Ever since Samuel D. Warren and Louis D. Brandeis published their seminal article on the fight to privacy more than a century ago,(1) the contours of privacy both as a moral-philosophical concept and as a legal fight have been subject to persistent scholarly scrutiny and debate...
Warren and Brandeis wrote their perspective on the right of privacy in the 1800s, but their interpretation is still relevant today; they touched upon photography and invading on people's private moments. Legal matters tend to look back on prior opinions and decisions (commonly referred to as precedents), to form modern day resolutions. Warren and Brandeis have become pillars for the discussion of the right to privacy.
The most obvious protection of privacy in the Bill of Rights is the Fourth Amendment, which protects individuals in their persons, homes, papers, and effects from "unreasonable searches and seizures" by the government. The First Amendment, which protects freedom of religion, speech, press, and assembly, also implicitly safeguards the right to privacy in the form of freedom of thought and intellect. As eloquently articulated by Supreme Court Justice Louis Brandeis in his famous dissent in Olmstead v.

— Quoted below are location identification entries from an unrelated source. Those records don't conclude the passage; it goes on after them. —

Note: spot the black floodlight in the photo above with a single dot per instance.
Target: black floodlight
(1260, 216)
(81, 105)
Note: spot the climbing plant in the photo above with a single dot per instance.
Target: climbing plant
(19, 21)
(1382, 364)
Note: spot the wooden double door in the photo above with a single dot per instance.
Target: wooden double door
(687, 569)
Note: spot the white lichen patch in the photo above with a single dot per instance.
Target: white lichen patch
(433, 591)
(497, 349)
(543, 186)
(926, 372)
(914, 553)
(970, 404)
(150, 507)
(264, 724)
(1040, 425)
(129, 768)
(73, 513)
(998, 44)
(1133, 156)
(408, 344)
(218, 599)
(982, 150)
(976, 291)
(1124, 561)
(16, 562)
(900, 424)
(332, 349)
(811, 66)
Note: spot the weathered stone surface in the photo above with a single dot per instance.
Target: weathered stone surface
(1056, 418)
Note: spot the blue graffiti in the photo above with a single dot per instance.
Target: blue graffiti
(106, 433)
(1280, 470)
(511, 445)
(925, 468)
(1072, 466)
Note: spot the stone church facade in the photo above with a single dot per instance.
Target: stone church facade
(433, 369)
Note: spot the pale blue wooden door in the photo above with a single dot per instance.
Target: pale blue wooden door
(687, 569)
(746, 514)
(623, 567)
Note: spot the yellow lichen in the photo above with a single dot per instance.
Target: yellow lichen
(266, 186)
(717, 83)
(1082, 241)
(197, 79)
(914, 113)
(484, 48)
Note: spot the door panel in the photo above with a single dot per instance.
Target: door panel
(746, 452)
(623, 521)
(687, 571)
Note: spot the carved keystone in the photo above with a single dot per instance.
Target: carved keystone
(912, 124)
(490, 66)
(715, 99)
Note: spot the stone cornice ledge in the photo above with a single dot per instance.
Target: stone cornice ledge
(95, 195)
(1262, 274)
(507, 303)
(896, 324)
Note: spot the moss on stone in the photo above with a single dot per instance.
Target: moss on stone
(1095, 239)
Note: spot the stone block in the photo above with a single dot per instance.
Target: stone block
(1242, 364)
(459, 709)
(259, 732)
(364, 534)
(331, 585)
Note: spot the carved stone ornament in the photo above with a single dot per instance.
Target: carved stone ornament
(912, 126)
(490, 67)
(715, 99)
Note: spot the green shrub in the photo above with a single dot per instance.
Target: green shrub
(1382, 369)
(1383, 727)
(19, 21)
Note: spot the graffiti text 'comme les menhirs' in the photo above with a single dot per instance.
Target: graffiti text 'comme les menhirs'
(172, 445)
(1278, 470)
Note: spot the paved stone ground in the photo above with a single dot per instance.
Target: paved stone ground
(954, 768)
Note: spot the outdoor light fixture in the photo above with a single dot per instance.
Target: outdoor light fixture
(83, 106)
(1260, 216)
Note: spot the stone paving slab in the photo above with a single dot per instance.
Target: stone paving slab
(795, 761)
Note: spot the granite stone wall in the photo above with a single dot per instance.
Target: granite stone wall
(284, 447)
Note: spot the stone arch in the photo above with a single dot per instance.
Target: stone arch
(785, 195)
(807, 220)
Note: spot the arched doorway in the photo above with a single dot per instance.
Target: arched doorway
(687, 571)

United States: "The makers of our Constitution undertook to secure conditions favorable to the pursuit of happiness . . . They sought to protect Americans in their beliefs, their thoughts, their emotions and their sensations.
Distinct from the right of publicity protected by state common or statutory law, a broader right of privacy has been inferred in the Constitution. Although not explicity stated in the text of the Constitution, in 1890 then to be Justice Louis Brandeis extolled 'a right to be left alone.' This right has developed into a liberty of personal autonomy protected by the 14th amendment. The 1st, 4th, and 5th Amendments also provide some protection of privacy, although in all cases the right is narrowly defined. The Constitutional right of privacy has developed alongside a statutory right of privacy which limits access to personal information. The Federal Trade Commission overwhelmingly enforces this statutory right of privacy, and the rise of privacy policies and privacy statements are evidence of its work. In all of its forms, however, the right of privacy must be balanced against the state's compelling interests. Such compelling interests include the promotion of public morality, protection of the individual's psychological health, and improving the quality of life.
The U. S. Constitution contains no express right to privacy. The Bill of Rights, however, reflects the concern of James Madison and other framers for protecting specific aspects of privacy, such as the privacy of beliefs (1st Amendment), privacy of the home against demands that it be used to house soldiers (3rd Amendment), privacy of the person and possessions as against unreasonable searches (4th Amendment), and the 5th Amendment's privilege against self-incrimination, which provides protection for the privacy of personal information.